Confiturier, verre « façon de Venise », France, vers 1750.

 

 

Ce beau confiturier (ou compotier) en verre soufflé dans une forme et dont le couvercle présente un décor géométrique gravé à la roue, est caractéristique des productions verrières provinciales françaises des années 1750 (Orléanais,  Normandie). Le talon est formé par un ruban de verre appliqué à chaud et travaillé à la pince ; belle trace de pontil.  Le verre, très léger, est parsemé de multiples petites bulles et légèrement teinté vert.
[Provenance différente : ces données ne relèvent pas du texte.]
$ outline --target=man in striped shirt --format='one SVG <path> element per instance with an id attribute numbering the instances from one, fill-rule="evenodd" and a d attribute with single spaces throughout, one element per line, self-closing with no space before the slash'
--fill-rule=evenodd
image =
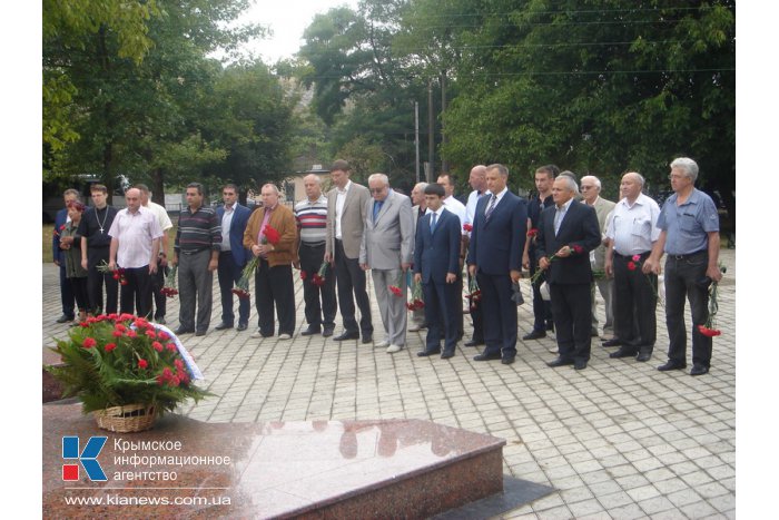
<path id="1" fill-rule="evenodd" d="M 308 336 L 322 332 L 323 336 L 332 336 L 337 308 L 335 271 L 328 265 L 324 284 L 314 283 L 314 275 L 318 273 L 325 257 L 327 197 L 322 195 L 322 179 L 318 175 L 307 175 L 303 179 L 303 186 L 306 189 L 306 199 L 295 205 L 295 220 L 300 241 L 299 262 L 296 262 L 295 267 L 300 269 L 303 278 L 303 298 L 306 302 L 308 328 L 300 335 Z"/>
<path id="2" fill-rule="evenodd" d="M 172 265 L 178 265 L 178 334 L 206 335 L 211 321 L 211 285 L 219 263 L 221 225 L 216 212 L 203 205 L 203 185 L 187 185 L 187 209 L 178 218 Z M 197 323 L 195 298 L 197 297 Z M 196 326 L 197 325 L 197 326 Z"/>

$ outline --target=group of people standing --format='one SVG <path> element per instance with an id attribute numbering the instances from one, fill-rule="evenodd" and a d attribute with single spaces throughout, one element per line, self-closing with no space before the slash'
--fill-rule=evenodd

Le bouton de préhension, plein, fut formé par la pose d’une boule de verre chaud, retravaillée en cabochon. Parfait état (juste un petit éclat à la feuillure du couvercle). Dimensions : (15,5 x 9,5 cm).

 

Suite de 4 verres à jambe, France, vers 1750.

 

 

Ces verres à vin, en parfait état, sont constitués d’une coupe conique à douze pans. La jambe est taillée à facettes. Chaque verre, blanc, est parsemé de petites bulles ou d’inclusions. Hauteur : 13,2 cm.

 

Paire de verres à jambe, France, milieu du XVIIIème siècle.

 

 

Ces beaux verres à boire, en parfait état, sont constitués d’une coupe conique prolongée par une jambe dont le diamètre va en s’amenuisant jusqu’au pied, orné d’un ourlet. Chaque verre, blanc, est parsemé d’une multitude de petites bulles. Parfait état. Hauteur : 11,5 cm.

 

Plat, Moustiers, faïence, XVIIIème siècle.

 

 

Ce plat au bord contourné présente un décor traditionnel à Moustiers au XVIIIème siècle, issu des grotesques de Callot.  Traité en camaïeu jaune ou orange, il porte la marque à la croix verte, de la manufacture Clérissy, l’ornementation étant plutôt caractéristique du « style Olérys ». La facture, assez sommaire, indique une fabrication relativement tardive. Quelques égrenures, sonne magnifiquement. Diamètre : 25 cm.

 

Boite en écaille, avec le portrait sur ivoire du roi Louis XVIII, époque Restauration (vers 1820).

 

 

Louis XVIII, roi de France de 1815 à 1824 est ici représenté portant le cordon et la plaque de l’ordre du Saint-Esprit, ainsi que l’ordre de Saint-Louis. La miniature peinte sur ivoire est enchâssée dans un cadre en or, lui-même inclus dans le couvercle de la boite en écaille. La boite, ouverte, laisse apparaître un manque dans la feuillure. Diamètre : 8,3 cm (boite) ; 2,5 cm (miniature).